Einige Hersteller bieten auch Rollersticks, sogenannte Roll-ons, an. Diese wirken genau wie Gels und Salben, sofern die entsprechenden Wirkstoffe enthalten sind. Tipp: „Lagern Sie diese im Kühlschrank, sodass der Mückenstich schon beim Auftragen gekühlt wird“, so Dr. Ursula Sellerberg. Falls Sie unterwegs sind, kann es helfen, die aufgetragene Creme ein wenig trocken zu pusten. Das kühlt auch etwas.

Bringen Hitze-Stichheiler etwas?

Auch wenn der Wirkmechanismus wissenschaftlich noch nicht ganz geklärt ist, funktionieren sogenannte Stichheiler, die punktuell Hitze erzeugen und auf den Mückenstich gedrückt werden, sehr gut. Beide Expertinnen bestätigen das und empfehlen entsprechende Produkte, um das Jucken schnell zu unterbinden. „Die lokale Hitze zwackt kurz, aber danach hört das Jucken fast sofort auf“, resümiert Dr.
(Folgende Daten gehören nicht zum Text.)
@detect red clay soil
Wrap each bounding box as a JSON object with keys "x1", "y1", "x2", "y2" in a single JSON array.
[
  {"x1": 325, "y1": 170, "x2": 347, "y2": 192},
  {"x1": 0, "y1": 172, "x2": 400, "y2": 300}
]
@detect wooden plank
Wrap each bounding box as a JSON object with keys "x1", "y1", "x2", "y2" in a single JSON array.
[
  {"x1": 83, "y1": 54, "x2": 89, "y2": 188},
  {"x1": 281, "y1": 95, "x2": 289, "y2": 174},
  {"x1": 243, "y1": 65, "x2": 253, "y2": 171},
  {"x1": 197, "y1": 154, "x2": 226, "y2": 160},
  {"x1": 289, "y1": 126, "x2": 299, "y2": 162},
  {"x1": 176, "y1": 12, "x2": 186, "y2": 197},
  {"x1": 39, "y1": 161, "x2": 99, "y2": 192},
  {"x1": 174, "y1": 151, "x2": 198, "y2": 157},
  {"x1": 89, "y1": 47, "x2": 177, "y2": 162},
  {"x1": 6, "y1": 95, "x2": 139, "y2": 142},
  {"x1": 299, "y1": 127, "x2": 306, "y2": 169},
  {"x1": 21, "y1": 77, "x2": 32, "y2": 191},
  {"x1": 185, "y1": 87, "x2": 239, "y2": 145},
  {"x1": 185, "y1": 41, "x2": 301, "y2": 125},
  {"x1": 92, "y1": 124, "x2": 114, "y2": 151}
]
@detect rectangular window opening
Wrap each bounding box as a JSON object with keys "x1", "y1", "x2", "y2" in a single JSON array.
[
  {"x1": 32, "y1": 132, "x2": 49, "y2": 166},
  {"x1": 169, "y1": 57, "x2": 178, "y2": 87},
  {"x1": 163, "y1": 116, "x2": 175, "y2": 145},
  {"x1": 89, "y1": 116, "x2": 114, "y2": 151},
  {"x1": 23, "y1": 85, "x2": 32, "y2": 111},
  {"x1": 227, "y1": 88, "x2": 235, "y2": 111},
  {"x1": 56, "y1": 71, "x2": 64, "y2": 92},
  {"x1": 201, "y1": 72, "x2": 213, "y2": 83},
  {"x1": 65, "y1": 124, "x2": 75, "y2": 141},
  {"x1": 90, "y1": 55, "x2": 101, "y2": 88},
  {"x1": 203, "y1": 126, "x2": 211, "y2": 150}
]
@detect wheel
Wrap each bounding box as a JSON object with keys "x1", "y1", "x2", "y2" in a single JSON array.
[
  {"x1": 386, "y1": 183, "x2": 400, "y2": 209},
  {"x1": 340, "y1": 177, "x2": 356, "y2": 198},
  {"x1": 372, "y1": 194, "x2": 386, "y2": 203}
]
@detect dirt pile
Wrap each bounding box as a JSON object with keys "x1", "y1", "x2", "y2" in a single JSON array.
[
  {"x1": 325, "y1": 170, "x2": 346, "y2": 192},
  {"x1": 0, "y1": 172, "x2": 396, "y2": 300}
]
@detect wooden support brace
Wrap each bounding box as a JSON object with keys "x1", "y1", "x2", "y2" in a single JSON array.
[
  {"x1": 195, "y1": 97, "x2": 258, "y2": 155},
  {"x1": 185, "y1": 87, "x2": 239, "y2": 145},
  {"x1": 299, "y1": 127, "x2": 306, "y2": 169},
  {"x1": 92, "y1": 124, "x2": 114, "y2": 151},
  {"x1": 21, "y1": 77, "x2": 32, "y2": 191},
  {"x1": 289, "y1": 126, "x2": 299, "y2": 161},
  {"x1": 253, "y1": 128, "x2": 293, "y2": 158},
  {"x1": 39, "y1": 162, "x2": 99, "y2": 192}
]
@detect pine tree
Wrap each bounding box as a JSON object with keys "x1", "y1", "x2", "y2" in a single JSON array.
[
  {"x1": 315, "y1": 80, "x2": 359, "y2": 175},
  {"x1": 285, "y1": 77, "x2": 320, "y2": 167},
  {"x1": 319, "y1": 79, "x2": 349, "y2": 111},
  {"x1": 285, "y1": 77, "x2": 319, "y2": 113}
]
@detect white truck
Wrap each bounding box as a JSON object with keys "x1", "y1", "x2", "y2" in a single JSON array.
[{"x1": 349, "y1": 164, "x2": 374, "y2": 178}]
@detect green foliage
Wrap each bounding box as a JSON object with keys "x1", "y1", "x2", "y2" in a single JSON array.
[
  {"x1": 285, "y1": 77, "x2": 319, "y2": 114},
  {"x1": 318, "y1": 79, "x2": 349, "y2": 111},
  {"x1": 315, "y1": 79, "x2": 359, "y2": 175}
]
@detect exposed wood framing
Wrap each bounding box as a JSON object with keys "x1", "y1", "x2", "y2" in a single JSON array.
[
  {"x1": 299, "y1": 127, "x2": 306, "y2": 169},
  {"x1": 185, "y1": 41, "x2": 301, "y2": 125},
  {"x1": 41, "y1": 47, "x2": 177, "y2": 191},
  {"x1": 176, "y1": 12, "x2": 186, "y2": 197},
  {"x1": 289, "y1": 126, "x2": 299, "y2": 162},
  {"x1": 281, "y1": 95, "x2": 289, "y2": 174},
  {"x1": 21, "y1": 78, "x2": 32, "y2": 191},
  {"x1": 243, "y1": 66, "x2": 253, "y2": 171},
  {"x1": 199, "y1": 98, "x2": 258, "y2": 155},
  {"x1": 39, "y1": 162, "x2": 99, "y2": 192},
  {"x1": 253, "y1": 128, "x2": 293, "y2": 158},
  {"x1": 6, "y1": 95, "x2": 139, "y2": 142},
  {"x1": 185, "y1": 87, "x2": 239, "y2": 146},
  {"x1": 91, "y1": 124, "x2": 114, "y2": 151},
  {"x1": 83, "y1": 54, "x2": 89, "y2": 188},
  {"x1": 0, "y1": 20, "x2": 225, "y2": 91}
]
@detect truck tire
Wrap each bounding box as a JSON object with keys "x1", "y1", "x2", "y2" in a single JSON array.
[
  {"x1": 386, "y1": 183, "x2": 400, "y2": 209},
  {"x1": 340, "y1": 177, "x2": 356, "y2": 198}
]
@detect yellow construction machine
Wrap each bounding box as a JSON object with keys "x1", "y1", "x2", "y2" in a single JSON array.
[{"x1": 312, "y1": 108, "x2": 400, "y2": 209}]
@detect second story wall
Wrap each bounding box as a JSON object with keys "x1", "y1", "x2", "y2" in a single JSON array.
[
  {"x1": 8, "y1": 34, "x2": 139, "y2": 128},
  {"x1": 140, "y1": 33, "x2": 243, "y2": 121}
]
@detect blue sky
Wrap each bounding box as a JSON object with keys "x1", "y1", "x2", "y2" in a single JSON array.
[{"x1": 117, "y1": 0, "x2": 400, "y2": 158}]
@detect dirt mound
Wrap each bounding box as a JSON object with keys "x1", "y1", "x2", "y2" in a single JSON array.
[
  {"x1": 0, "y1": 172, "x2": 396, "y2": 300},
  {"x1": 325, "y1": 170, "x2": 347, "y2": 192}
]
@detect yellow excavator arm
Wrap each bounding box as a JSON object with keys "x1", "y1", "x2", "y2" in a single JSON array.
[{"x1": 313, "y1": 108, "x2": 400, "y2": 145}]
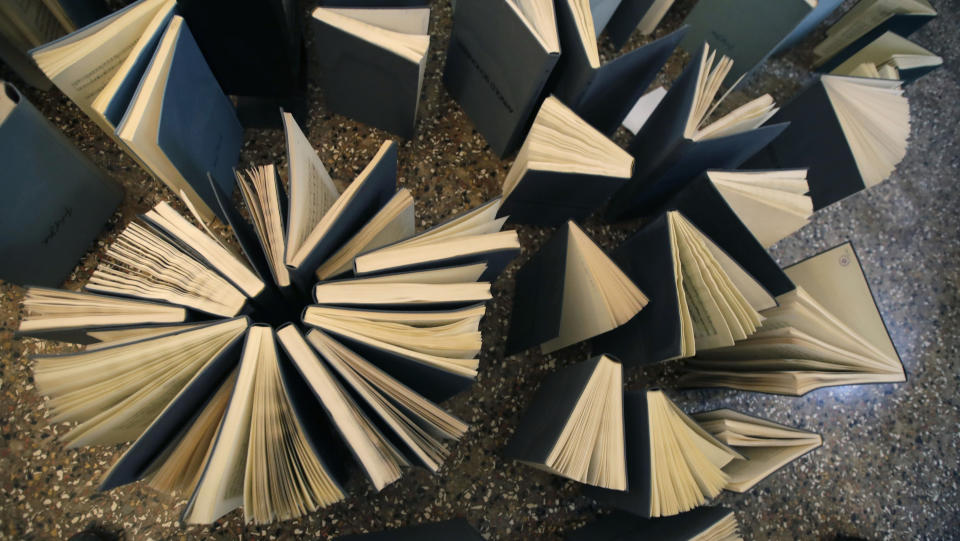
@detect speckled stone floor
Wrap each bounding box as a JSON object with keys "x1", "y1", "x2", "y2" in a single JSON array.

Doreen Werner. „Der Hitzeschock an der Einstichstelle reduziert die Ausschüttung von Histamin. Dadurch wird der unerwünschte Juckreiz gelindert.“

In der Folge werde „die Reizweiterleitung gestört und das Jucksignal nicht weitergeleitet“, ergänzt Dr. Ursula Sellerberg. Stichheiler gibt es in Stiftform, die mit Batterie betrieben werden, aber auch als Smartphone-Gadget. Eine Metallspitze wird auf etwa 50 Grad erhitzt und diese muss dann für wenige Sekunden auf die Stichstelle gesetzt werden.

Für (kleine) Kinder sind die Stichheiler (ca. 10 bis 30 Euro pro Stück, je nach Anbieter) nicht geeignet. Da hilft dann nur: kühlen, ablenken, vom Kratzen abhalten.

Wann muss ich zum Arzt?

Ärztlichen Rat sollten Sie sich holen, wenn sich der Stich an einer sensiblen Stelle (z. B. am Augenlid) befindet oder nicht nach zwei Tagen abgeheilt ist, sich vielleicht sogar vergrößert hat und anschwillt.
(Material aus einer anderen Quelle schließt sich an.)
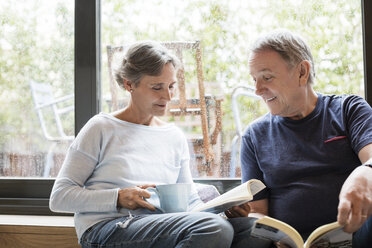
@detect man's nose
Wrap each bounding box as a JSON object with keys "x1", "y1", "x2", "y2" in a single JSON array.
[{"x1": 254, "y1": 79, "x2": 264, "y2": 95}]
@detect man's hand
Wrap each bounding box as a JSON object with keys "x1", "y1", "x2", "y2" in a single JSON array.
[
  {"x1": 337, "y1": 166, "x2": 372, "y2": 233},
  {"x1": 225, "y1": 203, "x2": 251, "y2": 218},
  {"x1": 117, "y1": 185, "x2": 156, "y2": 211}
]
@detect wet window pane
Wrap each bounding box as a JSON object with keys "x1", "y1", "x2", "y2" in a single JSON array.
[
  {"x1": 102, "y1": 0, "x2": 364, "y2": 177},
  {"x1": 0, "y1": 0, "x2": 74, "y2": 178}
]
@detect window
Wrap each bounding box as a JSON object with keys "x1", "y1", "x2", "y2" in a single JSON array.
[
  {"x1": 0, "y1": 0, "x2": 372, "y2": 214},
  {"x1": 0, "y1": 0, "x2": 74, "y2": 178},
  {"x1": 101, "y1": 0, "x2": 364, "y2": 178}
]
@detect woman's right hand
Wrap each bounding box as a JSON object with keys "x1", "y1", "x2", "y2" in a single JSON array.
[{"x1": 117, "y1": 185, "x2": 156, "y2": 211}]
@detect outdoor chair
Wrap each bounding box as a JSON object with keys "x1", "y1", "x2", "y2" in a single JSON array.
[
  {"x1": 30, "y1": 80, "x2": 75, "y2": 177},
  {"x1": 107, "y1": 41, "x2": 223, "y2": 175}
]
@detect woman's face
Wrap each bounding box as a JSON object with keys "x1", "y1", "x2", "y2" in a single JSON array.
[{"x1": 131, "y1": 63, "x2": 177, "y2": 116}]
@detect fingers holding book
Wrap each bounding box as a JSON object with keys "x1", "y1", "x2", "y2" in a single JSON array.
[{"x1": 225, "y1": 203, "x2": 251, "y2": 218}]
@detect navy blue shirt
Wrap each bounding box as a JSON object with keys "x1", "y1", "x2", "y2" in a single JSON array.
[{"x1": 241, "y1": 94, "x2": 372, "y2": 234}]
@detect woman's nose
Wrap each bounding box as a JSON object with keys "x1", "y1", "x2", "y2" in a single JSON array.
[{"x1": 163, "y1": 89, "x2": 173, "y2": 101}]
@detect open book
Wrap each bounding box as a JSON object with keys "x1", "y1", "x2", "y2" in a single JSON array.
[
  {"x1": 252, "y1": 216, "x2": 352, "y2": 248},
  {"x1": 191, "y1": 179, "x2": 265, "y2": 213}
]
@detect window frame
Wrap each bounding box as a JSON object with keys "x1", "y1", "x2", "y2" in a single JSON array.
[{"x1": 0, "y1": 0, "x2": 372, "y2": 215}]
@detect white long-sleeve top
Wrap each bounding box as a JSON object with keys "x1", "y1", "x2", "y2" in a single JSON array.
[{"x1": 49, "y1": 113, "x2": 201, "y2": 240}]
Es gibt diverse, auch frei verkäufliche, antiseptische Lösungen (Wirkstoffe: Ethacridin, Hydroxychinolin, Octenidin), die man auf die Haut gibt und die den Stich schnell heilen lassen. Je nach Größe der Wunde macht man drei Umschläge pro Tag und fixiert diese mit einer dünnen Binde.